Lembong menuturkan, hanya ada tiga cara agar modal e-commerce berubah, yakni dengan melakukan penawaran saham perdana atau Initial Public Offering (IPO), jual ke investor lain atau nilainya diminimalkan. "Jadi investor yang masuk ke start up dan e-commerce sudah sadar sekali masuk harus berkomitmen total dan potensi keuntungannya mencukupi. Keuntungan yang dikejar cukup besar sehingga mereka siap menghadapi risiko tersebut," katanya.
Pria yang merintis kariernya di industri modal ventura itu juga mengatakan, sumber pendanaan domestik dan asing di sektor e-commerce dan rintisan digital relatif sudah berimbang. Selain itu, lebih dari 95 persen pemilik dan pekerja di unicorn adalah orang Indonesia.
Ia menjelaskan, penempatan dana melalui modal ventura memang berbeda dengan konsep bisnis konvensional. Pendiri atau inovator dari perusahaan e-commerce dan start up menjadi penopang bisnis yang didanai modal ventura.
"Peran pemodal ventura lebih pasif dibandingkan pemodal di bisnis lainnya. Mereka lebih percaya pendiri dan pelaksana bisnis e-commerce sebagai pengendali perusahaan. Investor modal ventura tidak mau membuat pendiri atau inovator dari bisnis e-commerce kehilangan peran," ujar Lembong.
Sekitar tiga tahun lalu, ia mulai menyadari betapa besarnya arus modal ke industri e-commerce dan start up. Saat itu, tiba-tiba muncul berita ada perusahaan rintisan yang mendapat suntikan dana dengan nilai triliunan.
"Kalau dijumlah besar sekali, tapi di BKPM tidak ada datanya. Mayoritas pendiri e-commerce adalah anak-anak muda yang kebanyakan tidak tahu ada prosedur pendaftaran di BKPM. Pertumbuhan arus modal unicorn begitu cepat, terus terang kita kewalahan untuk memonitor dan tracking," ujar Lembong.

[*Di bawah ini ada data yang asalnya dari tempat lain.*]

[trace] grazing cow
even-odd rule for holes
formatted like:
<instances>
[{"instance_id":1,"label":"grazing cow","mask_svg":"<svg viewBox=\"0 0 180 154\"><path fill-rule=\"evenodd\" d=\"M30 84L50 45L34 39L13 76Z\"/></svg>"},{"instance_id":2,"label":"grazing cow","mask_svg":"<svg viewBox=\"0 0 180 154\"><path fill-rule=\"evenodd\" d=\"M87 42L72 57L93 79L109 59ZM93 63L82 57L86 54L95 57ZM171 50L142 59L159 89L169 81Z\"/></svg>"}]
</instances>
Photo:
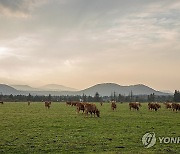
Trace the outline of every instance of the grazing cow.
<instances>
[{"instance_id":1,"label":"grazing cow","mask_svg":"<svg viewBox=\"0 0 180 154\"><path fill-rule=\"evenodd\" d=\"M86 115L88 115L88 113L90 113L92 116L92 114L94 113L94 116L96 115L97 117L100 117L100 111L97 109L95 104L85 103L84 109L85 109Z\"/></svg>"},{"instance_id":2,"label":"grazing cow","mask_svg":"<svg viewBox=\"0 0 180 154\"><path fill-rule=\"evenodd\" d=\"M135 110L139 110L139 106L141 106L140 103L136 103L136 102L131 102L129 103L129 109L131 110L131 108L135 109Z\"/></svg>"},{"instance_id":3,"label":"grazing cow","mask_svg":"<svg viewBox=\"0 0 180 154\"><path fill-rule=\"evenodd\" d=\"M76 106L78 102L71 102L71 106Z\"/></svg>"},{"instance_id":4,"label":"grazing cow","mask_svg":"<svg viewBox=\"0 0 180 154\"><path fill-rule=\"evenodd\" d=\"M71 105L71 102L66 102L66 105Z\"/></svg>"},{"instance_id":5,"label":"grazing cow","mask_svg":"<svg viewBox=\"0 0 180 154\"><path fill-rule=\"evenodd\" d=\"M115 102L112 102L112 103L111 103L111 108L112 108L113 111L117 108L117 105L116 105Z\"/></svg>"},{"instance_id":6,"label":"grazing cow","mask_svg":"<svg viewBox=\"0 0 180 154\"><path fill-rule=\"evenodd\" d=\"M76 108L77 108L77 113L79 113L81 110L83 111L83 113L84 113L84 104L85 103L76 103Z\"/></svg>"},{"instance_id":7,"label":"grazing cow","mask_svg":"<svg viewBox=\"0 0 180 154\"><path fill-rule=\"evenodd\" d=\"M44 102L44 105L45 105L45 108L50 108L50 105L51 105L51 103L50 102L48 102L48 101L45 101Z\"/></svg>"},{"instance_id":8,"label":"grazing cow","mask_svg":"<svg viewBox=\"0 0 180 154\"><path fill-rule=\"evenodd\" d=\"M30 101L28 101L28 106L31 104L31 102Z\"/></svg>"},{"instance_id":9,"label":"grazing cow","mask_svg":"<svg viewBox=\"0 0 180 154\"><path fill-rule=\"evenodd\" d=\"M172 103L172 110L173 111L179 111L180 110L180 104Z\"/></svg>"},{"instance_id":10,"label":"grazing cow","mask_svg":"<svg viewBox=\"0 0 180 154\"><path fill-rule=\"evenodd\" d=\"M172 108L172 103L164 103L166 109L171 109Z\"/></svg>"},{"instance_id":11,"label":"grazing cow","mask_svg":"<svg viewBox=\"0 0 180 154\"><path fill-rule=\"evenodd\" d=\"M148 108L149 110L157 111L158 109L161 108L161 105L158 103L148 103Z\"/></svg>"}]
</instances>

Selain dinamisnya data modal masuk untuk e-commerce dan start up, ia juga mengatakan struktur finansial e-commerce dan start up juga cukup rumit dimana antarkendali usaha dan modal yang disetor dibedakan.
"Strukturnya cukup ruwet dan menganalisis ini semua tidak gampang," katanya.
Berdasarkan data BKPM, rata-rata total investasi langsung asing (Foreign Direct Investment/FDI) setiap tahunnya mencapai 9 miliar dolar AS sampai 12 miliar dolar AS. Dari jumlah tersebut, investasi yang masuk ke e-commerce dan startup sekitar 15-20 persen dari total FDI tersebut.
"Jadi sekitar 2 sampai 2,5 miliar dolar AS per tahun total perkiraan kami masuk ke e-commerce dan start up company," ujar Lembong.
Di Indonesia, ada empat unicorn atau start up yang memiliki nilai di atas 1 miliar dolar AS atau sekitar Rp 14 triliun antara lain Gojek, Tokopedia, Traveloka, dan Bukalapak.